The Board of Education approved last week going out for a referendum in March to help finance a $4.8 million safety and security project.
The board approved the matter Jan. 9. The referendum will go out to residents March 11.
The district would bond for the entire cost but include in annual budgets the money it will receive from state grant to cover 40 percent of the project's cost, or about $1.9 million. The district would receive the money from the state as the projects are completed.
The remaining 60 percent, about $2.9 million, will be financed through the district’s budget.
The bond would be paid back over a 15-year period at a 3.5 interest rate. It was slated to cost the average homeowner about $12 in taxes annually. The average home is valued at $228,800.

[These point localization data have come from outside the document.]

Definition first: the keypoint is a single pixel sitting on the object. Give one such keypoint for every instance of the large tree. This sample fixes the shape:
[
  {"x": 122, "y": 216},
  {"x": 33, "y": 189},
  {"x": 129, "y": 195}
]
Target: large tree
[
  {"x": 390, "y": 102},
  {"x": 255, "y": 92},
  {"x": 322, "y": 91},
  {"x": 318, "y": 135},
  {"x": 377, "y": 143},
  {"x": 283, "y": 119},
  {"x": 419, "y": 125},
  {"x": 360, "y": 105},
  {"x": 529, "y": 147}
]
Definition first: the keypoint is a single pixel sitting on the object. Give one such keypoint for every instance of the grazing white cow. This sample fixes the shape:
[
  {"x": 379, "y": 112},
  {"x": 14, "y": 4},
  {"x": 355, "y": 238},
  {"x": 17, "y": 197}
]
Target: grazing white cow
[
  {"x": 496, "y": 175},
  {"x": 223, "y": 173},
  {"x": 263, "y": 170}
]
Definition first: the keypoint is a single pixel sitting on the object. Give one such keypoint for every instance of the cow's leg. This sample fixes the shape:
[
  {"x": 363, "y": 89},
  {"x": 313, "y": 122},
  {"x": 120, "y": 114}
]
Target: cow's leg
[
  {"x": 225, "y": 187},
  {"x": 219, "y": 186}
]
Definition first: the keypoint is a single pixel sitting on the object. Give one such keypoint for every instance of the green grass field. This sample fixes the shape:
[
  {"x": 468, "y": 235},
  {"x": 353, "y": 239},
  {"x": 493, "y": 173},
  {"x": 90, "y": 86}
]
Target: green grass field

The project, if the referendum, is approved, would not impact the 2014-15 budget.
The state did not approve a $300,000 plan to upgrade the chemistry lab at Wayne Valley High School.
A formal resolution outlining the projects and cost of the referendum will be presented to the Board next month.
Board President Laura Stiziano did not return messages seeking comment.
The district’s facilities department conducted an internal audit of the schools’ safety measures and recommended changes.
Safety and security upgrades will be done at every school. New photo identification cards, access terminals, and video and intercom systems would be installed at eight schools. The intercom systems at Schuyler-Colfax Middle School and Lafayette Elementary School are nearly 50 years old.
New surveillance systems, exterior and interior doors, and fire alarm systems would also be installed. Several elementary schools and two middle schools have no video surveillance capability, officials said previously.
Security vestibules and additional motion
sensors would be installed in several buildings and main offices could be
relocated. New bleachers at Wayne Valley will be installed as well.
“There were a lot of things my staff spotted and the only way to take care of them is with capital improvements or through the budget,” John Maso, the district’s facilities director previously said. “We do have a burglar alarm in each school but there is a need for more sensors.”